Scotland has a tremendous ‘geodiversity’, the essential abiotic part of nature: rocks, landforms, sediments and soils, and the processes which form and alter them. Angus Miller, Chair of the Scottish Geodiversity Forum, tells us more.
Scotland is widely, and quite rightly, recognised as the birthplace of modern geology, the study of the Earth, where many new ideas about the geological processes fashioning the crust of our planet were first demonstrated. But the story of Scotland, its geology and wider geodiversity, is not just about the past, it is also about how and where we live now, about the character of our landscapes, cities, towns and villages and about how we will cope with future changes brought by climate change.

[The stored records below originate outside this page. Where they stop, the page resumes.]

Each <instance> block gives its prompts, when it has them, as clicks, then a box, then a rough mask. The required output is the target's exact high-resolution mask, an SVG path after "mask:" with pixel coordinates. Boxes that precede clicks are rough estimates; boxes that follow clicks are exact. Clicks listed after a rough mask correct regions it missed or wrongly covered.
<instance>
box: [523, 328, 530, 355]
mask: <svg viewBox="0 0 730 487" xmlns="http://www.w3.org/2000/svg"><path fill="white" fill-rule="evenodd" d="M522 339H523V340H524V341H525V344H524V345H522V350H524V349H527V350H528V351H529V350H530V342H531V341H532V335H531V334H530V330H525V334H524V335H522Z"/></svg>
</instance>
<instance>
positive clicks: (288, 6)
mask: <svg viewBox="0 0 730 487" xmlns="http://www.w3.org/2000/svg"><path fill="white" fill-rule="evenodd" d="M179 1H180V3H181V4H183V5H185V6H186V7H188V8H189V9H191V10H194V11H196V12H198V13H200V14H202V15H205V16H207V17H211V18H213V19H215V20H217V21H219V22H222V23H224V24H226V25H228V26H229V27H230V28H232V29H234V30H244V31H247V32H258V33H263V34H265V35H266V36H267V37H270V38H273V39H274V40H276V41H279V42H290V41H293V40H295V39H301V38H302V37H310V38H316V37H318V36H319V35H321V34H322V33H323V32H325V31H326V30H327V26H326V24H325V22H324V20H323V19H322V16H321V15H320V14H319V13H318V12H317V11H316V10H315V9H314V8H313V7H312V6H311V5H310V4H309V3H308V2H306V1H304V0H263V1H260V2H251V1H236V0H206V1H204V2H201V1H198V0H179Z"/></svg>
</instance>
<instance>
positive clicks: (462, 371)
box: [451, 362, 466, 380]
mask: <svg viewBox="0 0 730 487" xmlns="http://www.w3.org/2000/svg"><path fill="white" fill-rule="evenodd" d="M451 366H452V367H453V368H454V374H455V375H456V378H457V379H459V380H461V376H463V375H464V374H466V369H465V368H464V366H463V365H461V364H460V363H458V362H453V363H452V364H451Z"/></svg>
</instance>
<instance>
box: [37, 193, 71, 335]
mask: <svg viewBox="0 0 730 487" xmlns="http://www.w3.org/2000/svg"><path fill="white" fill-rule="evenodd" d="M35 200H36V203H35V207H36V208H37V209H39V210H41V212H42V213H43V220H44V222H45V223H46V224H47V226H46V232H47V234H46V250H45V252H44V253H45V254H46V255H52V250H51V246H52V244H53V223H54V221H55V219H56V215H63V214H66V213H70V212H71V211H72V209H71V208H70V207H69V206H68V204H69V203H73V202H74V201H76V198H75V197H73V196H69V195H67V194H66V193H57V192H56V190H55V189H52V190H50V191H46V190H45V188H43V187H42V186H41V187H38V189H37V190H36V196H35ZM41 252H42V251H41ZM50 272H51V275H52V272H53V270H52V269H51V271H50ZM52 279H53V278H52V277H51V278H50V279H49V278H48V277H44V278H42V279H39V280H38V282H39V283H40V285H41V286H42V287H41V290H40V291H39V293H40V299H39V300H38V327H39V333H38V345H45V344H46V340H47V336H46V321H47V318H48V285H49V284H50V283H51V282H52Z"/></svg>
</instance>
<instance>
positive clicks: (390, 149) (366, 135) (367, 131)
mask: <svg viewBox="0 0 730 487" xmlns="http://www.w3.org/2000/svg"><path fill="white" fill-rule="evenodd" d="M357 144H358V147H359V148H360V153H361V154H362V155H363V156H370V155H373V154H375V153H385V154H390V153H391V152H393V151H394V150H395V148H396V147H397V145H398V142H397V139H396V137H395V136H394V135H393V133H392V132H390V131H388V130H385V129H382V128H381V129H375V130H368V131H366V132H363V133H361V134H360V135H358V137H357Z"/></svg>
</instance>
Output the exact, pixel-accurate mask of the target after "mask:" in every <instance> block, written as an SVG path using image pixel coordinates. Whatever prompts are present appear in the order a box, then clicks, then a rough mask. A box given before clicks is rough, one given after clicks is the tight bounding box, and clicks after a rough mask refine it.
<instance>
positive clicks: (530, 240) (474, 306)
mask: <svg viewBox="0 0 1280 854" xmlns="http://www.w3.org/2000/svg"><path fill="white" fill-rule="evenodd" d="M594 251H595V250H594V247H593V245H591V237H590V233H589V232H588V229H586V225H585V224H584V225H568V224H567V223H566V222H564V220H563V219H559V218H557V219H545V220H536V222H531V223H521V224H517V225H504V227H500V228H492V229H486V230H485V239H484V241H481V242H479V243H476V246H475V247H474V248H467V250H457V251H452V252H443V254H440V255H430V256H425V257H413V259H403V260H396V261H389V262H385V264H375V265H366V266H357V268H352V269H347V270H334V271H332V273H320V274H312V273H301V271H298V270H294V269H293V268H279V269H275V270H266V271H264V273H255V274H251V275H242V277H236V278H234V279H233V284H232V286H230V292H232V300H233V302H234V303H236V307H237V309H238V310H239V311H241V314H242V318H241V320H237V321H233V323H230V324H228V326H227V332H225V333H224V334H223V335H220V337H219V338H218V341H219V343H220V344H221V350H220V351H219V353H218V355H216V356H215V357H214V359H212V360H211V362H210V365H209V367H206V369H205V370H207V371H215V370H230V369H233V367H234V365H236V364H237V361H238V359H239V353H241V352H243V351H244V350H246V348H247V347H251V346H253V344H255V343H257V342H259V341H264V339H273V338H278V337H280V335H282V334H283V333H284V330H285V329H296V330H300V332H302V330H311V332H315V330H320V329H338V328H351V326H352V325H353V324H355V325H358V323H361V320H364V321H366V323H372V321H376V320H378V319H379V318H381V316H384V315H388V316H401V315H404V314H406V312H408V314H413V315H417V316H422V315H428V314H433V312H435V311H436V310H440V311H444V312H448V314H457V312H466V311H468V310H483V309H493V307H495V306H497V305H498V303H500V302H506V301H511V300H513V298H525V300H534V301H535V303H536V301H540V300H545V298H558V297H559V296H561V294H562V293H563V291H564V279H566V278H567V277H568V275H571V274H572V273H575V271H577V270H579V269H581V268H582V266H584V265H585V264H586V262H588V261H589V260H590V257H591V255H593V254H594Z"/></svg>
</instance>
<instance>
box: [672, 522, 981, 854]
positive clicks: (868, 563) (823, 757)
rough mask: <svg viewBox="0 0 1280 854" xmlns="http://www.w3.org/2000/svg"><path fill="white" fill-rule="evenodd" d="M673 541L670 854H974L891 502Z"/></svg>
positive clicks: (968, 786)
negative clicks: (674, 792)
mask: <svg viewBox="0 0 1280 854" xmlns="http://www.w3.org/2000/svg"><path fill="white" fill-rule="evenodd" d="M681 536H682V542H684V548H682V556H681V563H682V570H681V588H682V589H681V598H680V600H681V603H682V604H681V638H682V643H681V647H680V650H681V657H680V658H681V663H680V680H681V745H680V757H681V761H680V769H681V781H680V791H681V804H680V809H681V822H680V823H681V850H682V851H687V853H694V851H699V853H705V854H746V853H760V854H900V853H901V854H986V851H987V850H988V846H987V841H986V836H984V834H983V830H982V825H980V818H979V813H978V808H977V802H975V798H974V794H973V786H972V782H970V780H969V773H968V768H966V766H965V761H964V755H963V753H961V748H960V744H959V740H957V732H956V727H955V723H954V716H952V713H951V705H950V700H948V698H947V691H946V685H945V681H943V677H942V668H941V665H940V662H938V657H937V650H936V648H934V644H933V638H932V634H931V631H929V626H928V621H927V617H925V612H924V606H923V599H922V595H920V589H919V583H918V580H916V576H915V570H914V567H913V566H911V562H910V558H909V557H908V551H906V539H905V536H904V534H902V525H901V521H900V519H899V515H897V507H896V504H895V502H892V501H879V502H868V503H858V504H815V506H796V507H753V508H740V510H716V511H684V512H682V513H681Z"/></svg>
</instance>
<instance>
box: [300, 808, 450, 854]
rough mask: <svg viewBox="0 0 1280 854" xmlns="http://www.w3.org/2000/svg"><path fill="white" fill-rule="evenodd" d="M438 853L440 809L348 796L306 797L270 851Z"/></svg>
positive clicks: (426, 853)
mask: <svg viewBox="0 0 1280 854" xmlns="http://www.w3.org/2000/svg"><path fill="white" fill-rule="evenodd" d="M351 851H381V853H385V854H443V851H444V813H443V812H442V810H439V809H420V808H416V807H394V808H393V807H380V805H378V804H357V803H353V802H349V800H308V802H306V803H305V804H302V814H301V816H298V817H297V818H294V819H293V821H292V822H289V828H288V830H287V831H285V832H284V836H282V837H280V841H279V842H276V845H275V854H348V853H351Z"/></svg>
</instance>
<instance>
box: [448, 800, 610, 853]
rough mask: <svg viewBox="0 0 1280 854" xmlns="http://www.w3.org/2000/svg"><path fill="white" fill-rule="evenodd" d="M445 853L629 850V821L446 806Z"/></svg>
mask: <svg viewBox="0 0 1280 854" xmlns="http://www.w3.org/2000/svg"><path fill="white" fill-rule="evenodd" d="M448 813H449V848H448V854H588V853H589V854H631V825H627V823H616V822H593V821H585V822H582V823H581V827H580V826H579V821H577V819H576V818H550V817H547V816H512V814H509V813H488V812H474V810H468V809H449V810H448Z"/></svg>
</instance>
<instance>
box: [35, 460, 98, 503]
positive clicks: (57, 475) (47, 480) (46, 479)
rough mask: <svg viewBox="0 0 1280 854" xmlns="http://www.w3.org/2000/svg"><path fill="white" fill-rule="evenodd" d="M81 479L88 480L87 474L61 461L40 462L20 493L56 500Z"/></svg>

Scotland’s Geodiversity Charter highlights the importance of geodiversity to Scotland, not just in its own right, but in its contribution to the environment, the economy, to cultural heritage and to future development. When the Charter was drawn up in 2012, it was the first of its kind internationally. Similar Charters have since been developed for other nations in the UK. In the last five years, the Charter has inspired and contributed to many successful projects that have celebrated our amazing geodiversity, and many positive steps have been taken to protect and manage important locations.
Much of this work involves Charter signatories working in partnership. For example, survey work carried out by Lothian and Borders GeoConservation with the support of City of Edinburgh Council, West Lothian Council and the British Geological Survey has identified sites with interesting geological exposures, that allow local people and visitors to fully appreciate the geodiversity of the area. These sites are now incorporated in Local Development Plans so that planners and local people are aware of their importance, and work is underway to promote the sites and tell people more about them.
Celebrating Scotland’s geodiversity is very much at the heart of the Charter, and another case study illustrates how this can be done in imaginative ways involving island communities and a range of small partner organisations. In 2014 and 2015, two sailing voyages on the west coast of Scotland paid homage to the great writer and geologist Hugh Miller (1802-1056). The crews involved were a rich mix of backgrounds and ages, enabling exploration of the many links between the geology of the area, Hugh Miller’s writing, and local communities past and present. These journeys were followed by a new writing competition which invited new poetry and prose inspired by Miller’s writing. The 2nd Hugh Miller Writing Competition is now under way, inviting entries by 15 April 2018.
Scotland’s Geodiversity Charter is now being refreshed for the next five years, with new case studies that demonstrate what has to be done in different sectors to take forward the vision of the Charter. The launch takes place at a conference at Dynamic Earth on Thursday 16 November, and the revised Charter now has the support of 82 organisations large and small from across Scotland. These organisations will be working together to deliver the vision of the Charter, so that geodiversity can continue to contribute to our environment, economy and society into the future.